Add an Azure spot node pool to AKS

  1. Go to the Charmed Kubeflow AKS cluster overview page.

  2. Click on Node pools under the Settings dropdown on the left-hand sidebar.

  3. Click on Add node pool.

  4. In the next section, make sure to check the Enable Azure Spot instances check box.

  5. Configure the Azure spot virtual machine by clicking on Configure….

Configure your Azure spot virtual machine

Eviction type and policy

You can specify when your VMs are evicted and how. If your workload has a maximum price over which it is not worth running it, you can define it in this section. See Understand eviction for more details.

VMs size and pricing

You can define the size and pricing of your VMs based on your workloads.

Labels

Labels identify the VM(s) that belong to a certain pool. It is recommended to add at least one label to better identify your VMs later on.

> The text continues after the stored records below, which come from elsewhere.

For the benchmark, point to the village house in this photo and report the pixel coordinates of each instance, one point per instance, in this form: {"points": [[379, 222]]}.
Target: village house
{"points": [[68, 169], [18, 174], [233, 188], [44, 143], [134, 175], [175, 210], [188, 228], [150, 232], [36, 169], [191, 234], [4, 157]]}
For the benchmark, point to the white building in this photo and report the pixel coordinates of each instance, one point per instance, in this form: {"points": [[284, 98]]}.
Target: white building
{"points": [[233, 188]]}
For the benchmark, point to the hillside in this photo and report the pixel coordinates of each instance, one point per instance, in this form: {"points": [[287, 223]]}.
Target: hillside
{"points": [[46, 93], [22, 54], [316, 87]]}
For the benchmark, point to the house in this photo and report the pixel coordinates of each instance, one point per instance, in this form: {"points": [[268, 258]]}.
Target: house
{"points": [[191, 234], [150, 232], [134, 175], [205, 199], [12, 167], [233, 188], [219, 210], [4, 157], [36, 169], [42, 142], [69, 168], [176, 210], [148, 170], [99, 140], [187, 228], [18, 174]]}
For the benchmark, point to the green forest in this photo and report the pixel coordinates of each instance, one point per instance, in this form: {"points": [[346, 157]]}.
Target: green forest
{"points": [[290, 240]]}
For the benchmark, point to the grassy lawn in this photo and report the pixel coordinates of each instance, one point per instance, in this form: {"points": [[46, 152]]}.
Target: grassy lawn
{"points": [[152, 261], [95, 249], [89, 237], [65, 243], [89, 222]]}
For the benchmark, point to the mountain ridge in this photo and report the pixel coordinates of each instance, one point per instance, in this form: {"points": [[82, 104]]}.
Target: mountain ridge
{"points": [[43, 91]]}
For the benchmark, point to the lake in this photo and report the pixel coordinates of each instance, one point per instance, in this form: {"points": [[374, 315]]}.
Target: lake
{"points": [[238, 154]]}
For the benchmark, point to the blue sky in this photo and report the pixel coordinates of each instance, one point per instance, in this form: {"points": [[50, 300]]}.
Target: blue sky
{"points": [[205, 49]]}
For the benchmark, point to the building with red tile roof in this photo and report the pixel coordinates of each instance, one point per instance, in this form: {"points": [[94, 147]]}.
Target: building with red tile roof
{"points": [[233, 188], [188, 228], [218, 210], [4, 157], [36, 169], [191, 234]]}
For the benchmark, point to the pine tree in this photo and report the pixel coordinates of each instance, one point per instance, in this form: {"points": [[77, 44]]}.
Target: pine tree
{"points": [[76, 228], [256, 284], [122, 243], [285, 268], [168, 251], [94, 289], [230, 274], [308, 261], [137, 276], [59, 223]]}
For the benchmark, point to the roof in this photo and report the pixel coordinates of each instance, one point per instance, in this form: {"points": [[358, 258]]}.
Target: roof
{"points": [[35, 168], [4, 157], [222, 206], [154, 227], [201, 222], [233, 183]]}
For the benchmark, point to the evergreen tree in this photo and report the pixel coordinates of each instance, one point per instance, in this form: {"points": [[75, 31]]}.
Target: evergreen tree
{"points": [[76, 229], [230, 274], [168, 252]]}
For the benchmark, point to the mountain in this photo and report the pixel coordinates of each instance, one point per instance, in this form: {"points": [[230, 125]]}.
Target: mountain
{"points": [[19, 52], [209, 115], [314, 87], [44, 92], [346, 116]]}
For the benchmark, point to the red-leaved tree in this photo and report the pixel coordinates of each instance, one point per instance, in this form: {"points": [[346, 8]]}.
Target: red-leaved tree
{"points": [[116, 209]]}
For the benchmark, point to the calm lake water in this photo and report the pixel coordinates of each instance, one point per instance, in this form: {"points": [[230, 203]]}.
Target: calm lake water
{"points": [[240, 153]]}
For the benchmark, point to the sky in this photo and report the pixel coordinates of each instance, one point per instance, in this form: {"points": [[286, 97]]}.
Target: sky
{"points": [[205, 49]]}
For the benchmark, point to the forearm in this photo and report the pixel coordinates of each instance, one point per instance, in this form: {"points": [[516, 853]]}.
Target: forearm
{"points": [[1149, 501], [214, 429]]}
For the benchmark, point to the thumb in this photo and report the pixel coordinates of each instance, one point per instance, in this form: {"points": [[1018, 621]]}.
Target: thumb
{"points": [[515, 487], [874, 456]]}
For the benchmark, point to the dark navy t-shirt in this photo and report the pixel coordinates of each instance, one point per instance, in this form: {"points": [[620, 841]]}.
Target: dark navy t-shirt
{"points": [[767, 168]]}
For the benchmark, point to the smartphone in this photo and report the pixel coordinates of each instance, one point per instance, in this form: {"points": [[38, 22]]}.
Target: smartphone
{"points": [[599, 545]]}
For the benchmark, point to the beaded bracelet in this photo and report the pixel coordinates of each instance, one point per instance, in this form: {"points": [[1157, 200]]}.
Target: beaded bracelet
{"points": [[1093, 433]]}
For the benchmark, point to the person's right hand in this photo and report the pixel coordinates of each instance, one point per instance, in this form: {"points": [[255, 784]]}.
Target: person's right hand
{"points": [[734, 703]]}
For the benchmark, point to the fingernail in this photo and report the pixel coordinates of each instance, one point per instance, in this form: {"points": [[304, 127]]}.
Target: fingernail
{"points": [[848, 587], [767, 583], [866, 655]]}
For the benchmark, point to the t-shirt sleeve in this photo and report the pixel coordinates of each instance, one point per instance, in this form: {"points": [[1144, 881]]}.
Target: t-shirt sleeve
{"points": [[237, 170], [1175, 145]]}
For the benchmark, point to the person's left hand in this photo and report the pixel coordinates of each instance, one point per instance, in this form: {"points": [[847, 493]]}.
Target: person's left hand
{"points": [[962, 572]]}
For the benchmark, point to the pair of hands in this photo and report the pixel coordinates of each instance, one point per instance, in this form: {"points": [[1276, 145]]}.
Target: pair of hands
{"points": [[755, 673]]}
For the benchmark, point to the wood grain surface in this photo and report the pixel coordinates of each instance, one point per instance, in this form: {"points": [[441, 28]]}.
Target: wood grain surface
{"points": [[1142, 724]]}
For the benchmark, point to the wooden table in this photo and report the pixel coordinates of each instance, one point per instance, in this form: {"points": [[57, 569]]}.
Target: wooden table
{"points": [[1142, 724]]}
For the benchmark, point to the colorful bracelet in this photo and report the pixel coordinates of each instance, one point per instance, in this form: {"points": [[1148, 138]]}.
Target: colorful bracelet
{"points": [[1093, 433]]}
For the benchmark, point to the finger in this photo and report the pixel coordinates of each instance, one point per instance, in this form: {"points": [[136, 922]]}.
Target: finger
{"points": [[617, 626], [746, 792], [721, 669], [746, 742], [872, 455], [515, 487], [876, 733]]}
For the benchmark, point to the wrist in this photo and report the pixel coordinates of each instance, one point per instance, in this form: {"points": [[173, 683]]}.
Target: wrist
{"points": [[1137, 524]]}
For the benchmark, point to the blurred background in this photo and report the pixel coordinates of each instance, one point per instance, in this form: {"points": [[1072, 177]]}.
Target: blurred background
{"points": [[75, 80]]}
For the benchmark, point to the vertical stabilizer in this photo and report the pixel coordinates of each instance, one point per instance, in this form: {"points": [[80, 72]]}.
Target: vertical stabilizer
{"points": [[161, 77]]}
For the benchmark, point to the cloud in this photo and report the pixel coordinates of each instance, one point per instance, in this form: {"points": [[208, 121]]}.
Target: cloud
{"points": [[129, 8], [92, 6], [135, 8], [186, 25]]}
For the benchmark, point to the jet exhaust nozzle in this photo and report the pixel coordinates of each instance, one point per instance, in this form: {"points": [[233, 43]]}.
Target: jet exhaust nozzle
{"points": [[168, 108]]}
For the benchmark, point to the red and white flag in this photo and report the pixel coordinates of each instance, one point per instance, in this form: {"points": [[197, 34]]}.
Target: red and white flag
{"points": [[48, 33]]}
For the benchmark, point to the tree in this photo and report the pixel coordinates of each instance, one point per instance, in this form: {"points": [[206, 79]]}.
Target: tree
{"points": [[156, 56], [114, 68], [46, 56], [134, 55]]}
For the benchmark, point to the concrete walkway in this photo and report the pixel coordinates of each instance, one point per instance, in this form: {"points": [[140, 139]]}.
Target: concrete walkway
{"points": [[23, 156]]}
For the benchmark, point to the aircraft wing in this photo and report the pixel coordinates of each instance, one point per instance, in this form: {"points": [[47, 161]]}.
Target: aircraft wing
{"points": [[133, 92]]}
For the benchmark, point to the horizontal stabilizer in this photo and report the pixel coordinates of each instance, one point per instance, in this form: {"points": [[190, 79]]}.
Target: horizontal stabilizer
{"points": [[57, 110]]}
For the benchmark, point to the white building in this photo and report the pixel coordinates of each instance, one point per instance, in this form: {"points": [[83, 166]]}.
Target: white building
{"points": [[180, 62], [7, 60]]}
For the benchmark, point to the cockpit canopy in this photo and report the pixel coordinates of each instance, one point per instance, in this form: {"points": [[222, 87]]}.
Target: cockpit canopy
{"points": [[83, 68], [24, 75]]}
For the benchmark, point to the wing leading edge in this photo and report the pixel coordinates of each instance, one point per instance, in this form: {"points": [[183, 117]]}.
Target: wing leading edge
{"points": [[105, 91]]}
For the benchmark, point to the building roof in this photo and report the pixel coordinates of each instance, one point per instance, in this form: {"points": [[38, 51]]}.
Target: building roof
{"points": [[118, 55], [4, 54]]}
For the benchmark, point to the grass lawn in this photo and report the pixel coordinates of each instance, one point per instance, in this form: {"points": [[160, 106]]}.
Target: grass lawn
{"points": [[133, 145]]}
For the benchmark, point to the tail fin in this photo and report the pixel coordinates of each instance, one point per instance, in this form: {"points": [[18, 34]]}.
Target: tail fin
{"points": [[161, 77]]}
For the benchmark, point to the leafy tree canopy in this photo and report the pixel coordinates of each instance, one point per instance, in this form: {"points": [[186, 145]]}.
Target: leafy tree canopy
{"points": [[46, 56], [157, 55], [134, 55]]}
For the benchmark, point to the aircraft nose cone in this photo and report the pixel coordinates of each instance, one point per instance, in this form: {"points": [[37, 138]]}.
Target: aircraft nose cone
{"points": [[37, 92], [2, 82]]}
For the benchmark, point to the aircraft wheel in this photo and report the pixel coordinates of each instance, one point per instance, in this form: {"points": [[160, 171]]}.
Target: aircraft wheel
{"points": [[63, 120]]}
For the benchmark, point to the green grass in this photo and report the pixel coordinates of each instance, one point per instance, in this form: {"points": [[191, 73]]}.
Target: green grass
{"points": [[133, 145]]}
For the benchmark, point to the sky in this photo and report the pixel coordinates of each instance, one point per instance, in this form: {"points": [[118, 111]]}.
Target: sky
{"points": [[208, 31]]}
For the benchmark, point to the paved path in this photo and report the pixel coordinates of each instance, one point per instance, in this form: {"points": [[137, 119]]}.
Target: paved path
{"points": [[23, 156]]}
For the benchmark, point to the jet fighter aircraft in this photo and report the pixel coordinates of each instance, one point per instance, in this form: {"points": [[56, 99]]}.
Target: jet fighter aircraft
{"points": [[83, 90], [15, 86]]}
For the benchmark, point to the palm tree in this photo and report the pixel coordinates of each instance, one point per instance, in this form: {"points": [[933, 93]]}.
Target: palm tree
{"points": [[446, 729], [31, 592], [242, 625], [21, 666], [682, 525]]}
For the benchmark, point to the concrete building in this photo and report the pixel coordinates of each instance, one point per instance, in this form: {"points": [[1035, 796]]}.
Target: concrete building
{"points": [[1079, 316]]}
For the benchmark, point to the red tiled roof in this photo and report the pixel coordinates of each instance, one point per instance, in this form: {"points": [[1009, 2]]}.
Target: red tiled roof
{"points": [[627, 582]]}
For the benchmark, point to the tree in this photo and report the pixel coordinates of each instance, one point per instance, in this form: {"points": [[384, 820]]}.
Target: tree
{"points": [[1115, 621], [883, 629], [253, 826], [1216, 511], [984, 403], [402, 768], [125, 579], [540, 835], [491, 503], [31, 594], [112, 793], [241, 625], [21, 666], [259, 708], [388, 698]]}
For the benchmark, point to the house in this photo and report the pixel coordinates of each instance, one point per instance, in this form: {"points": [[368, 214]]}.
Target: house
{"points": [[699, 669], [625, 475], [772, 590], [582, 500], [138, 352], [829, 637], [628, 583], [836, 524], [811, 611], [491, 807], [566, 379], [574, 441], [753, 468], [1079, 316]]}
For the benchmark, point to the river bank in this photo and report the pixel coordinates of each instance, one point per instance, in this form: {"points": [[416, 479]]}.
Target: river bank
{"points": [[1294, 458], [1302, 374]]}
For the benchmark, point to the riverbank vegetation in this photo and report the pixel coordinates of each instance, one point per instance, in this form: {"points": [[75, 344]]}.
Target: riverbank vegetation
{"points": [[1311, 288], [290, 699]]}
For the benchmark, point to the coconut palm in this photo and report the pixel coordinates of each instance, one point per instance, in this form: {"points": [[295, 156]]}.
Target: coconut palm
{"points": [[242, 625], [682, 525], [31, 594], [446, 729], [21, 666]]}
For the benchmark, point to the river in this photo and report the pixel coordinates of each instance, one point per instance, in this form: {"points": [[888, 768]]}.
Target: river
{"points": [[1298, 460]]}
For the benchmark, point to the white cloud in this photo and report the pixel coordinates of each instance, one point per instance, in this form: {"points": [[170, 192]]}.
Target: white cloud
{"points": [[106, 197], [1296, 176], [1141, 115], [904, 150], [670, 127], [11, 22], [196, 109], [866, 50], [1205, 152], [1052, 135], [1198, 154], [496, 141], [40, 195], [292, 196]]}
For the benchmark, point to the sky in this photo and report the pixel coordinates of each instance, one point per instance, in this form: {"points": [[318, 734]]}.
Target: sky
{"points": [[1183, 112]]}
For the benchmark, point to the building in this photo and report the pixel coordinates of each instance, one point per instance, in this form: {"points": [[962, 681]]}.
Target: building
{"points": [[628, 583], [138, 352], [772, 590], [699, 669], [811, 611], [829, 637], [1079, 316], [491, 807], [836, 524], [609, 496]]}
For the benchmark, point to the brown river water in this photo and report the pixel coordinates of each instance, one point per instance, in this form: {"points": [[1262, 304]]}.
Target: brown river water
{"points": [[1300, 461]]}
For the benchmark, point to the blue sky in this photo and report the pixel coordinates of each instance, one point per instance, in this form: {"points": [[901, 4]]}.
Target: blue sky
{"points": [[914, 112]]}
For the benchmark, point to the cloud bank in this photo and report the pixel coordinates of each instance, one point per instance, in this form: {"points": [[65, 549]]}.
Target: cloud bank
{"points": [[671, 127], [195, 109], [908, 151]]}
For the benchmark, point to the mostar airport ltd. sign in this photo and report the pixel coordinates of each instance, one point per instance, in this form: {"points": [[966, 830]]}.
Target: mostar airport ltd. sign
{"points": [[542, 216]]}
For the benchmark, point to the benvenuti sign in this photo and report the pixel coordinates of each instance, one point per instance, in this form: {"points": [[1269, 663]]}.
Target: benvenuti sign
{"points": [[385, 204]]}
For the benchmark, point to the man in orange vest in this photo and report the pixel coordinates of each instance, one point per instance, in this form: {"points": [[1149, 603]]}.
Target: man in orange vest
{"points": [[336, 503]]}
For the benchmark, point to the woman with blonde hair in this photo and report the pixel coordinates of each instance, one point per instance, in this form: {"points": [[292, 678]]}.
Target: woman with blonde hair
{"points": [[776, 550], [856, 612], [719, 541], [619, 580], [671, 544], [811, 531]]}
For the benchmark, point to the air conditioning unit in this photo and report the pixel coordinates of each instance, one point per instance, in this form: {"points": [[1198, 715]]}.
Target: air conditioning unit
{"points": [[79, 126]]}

  1. Click on Add on the bottom left side of the page once your spot node pool is configured.

Run workflows in spot virtual machines

To schedule workloads, you have to assign their associated Pod(s) to the desired VM(s).

To do so, you have to configure your workloads. This configuration depends entirely on the workload type and the component that runs it. See the following examples.

Please make sure you follow Azure’s suggestions for adding tolerations and affinities using the examples below.

Pipelines

Using the kfp v2 SDK

You can use the kfp v2 SDK to add a node selector constraint. To do so, use the following configuration:

import kfp
from kfp import dsl

def gpu_p100_op():
    return dsl.ContainerOp(
        name='check_p100',
        image='tensorflow/tensorflow:latest-gpu',
        command=['sh', '-c'],
        arguments=['nvidia-smi']
    ).add_node_selector_constraint('cloud.my-cloud.com/gpu-accelerator', ‘accelerator-name’).container.set_gpu_limit(1)

Using the kfp v1 SDK

You can use the kfp v1 SDK to add affinity.

For this method, you have to create a V1Affinity object, using the Kubernetes Python client, that has to be passed to the add_affinitymethod of the kfp SDK. It can be configured as follows:

from kubernetes.client.models import V1Affinity, V1NodeAffinity, V1NodeSelector, V1NodeSelectorTerm, V1NodeSelectorRequirement

spot_affinity = V1Affinity(node_affinity=V1NodeAffinity(
     required_during_scheduling_ignored_during_execution=V1NodeSelector(
         node_selector_terms=[V1NodeSelectorTerm(
             match_expressions=[V1NodeSelectorRequirement(
                 key='a-custom-key.io/my-key',
                 operator='In',
                 values=['a-custom-value'])])]))
)

an_operation_to_be_scheduled_in_a_spot_instance = kfp.components.create_component_from_func(...)
an_operation_to_be_scheduled_in_a_spot_instance.add_affinity(spot_affinity)

Training jobs

When using YAMLs

You can modify training job yaml representations to have node selectors or affinity. See training jobs for more details.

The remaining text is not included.